NB: Website still under construction ... please check back soon.
Aim: To foster a broader and better understanding of the Boorong people of North-West Victoria through their unique knowledge of the night sky over Lake Tyrrell.

Background: In 1847 William Edward Stanbridge, formerly from the village of Astley in Warwickshire, England, became arguably the first white man to explore the area around Lake Tyrrell and took up a lease for 72,000 acres which he named Tyrrell Station. In a short space of time, Stanbridge befriended the native inhabitants of the land and learned their language. He also learned of the Boorong peoples extraordinary knowledge and their dependancy on the night sky over Lake Tyrrell. Stanbridge was so taken with the new constellations and Dreamtime stories that he was told that he lectured on the topic, firstly to the Philosophical Institute of Victoria in 1857 and then to the Ethnological Society of London in 1861.

Stanbridge's papers from his lectures still exist and from these papers, new studies of the Boorong constellations have been undertaken firstly by John Morieson, worker with Aboriginal communities in Victoria for more than 40 years, and more recently by Paul Curnow, a lecturer at the Adelaide Planetarium, South Australia.

Although the information from these relative new studies has been available for some time and several low-key get-togethers had been organised with John Morieson at Sea Lake, the nearest community to Lake Tyrrell, it was not until a social evening with Paul Curnow lead to the inauguration of the first Lake Tyrrell Star Party in October 2010 when astronomers, historians and other interested people from Victoria and interstate gathered at Sea Lake to celebrate the Boorong night sky over Lake Tyrrell.

A second Lake Tyrrell Star Party was held in March 2013 and plans are currently underway to hold a third Lake Tyrrell Star Party in 2015, the date yet to be decided.

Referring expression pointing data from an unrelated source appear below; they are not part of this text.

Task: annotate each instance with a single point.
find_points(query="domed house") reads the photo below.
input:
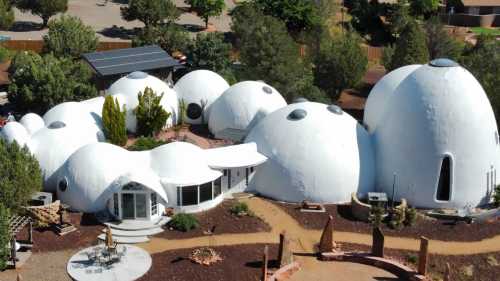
(381, 93)
(241, 107)
(198, 90)
(438, 142)
(127, 89)
(315, 152)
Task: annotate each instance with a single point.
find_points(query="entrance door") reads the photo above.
(128, 208)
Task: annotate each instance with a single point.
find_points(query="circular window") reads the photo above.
(63, 185)
(193, 111)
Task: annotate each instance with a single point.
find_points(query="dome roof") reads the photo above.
(315, 152)
(198, 86)
(127, 88)
(32, 122)
(14, 131)
(381, 93)
(242, 105)
(439, 124)
(182, 163)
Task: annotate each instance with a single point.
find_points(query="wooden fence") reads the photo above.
(37, 45)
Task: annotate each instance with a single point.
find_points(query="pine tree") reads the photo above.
(150, 115)
(411, 47)
(113, 119)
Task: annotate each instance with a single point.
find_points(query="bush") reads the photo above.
(113, 121)
(240, 208)
(69, 37)
(184, 222)
(144, 143)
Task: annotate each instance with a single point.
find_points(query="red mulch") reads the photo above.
(430, 228)
(224, 222)
(240, 263)
(45, 240)
(482, 270)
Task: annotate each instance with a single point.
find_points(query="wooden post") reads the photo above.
(423, 255)
(264, 263)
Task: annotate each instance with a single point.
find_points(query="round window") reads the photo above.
(63, 184)
(194, 111)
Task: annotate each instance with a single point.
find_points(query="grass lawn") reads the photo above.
(484, 30)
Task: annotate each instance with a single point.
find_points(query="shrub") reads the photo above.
(113, 120)
(145, 143)
(184, 222)
(410, 216)
(69, 37)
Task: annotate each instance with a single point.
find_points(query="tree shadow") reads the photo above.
(26, 26)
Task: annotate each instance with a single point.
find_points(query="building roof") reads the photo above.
(123, 61)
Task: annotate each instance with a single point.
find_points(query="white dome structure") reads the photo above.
(199, 89)
(315, 152)
(14, 131)
(241, 107)
(127, 88)
(438, 142)
(32, 122)
(381, 93)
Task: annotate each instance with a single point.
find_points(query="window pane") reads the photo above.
(189, 195)
(206, 192)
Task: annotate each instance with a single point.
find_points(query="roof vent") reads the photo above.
(443, 62)
(335, 109)
(299, 100)
(267, 89)
(137, 75)
(57, 125)
(297, 114)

Benefits: To astronomers ~ to take advantage of the beautiful clear dark skies over Lake Tyrrell that offer unparalleled viewing of the celestial dance.
                To historians ~ to share in a unique study of the understandings of a white settler and his indigenous neighbours.
                To other Aboriginal peoples ~ to perpetuate the memory of the Boorong people and their incredible stories based on the stars over Lake Tyrrell.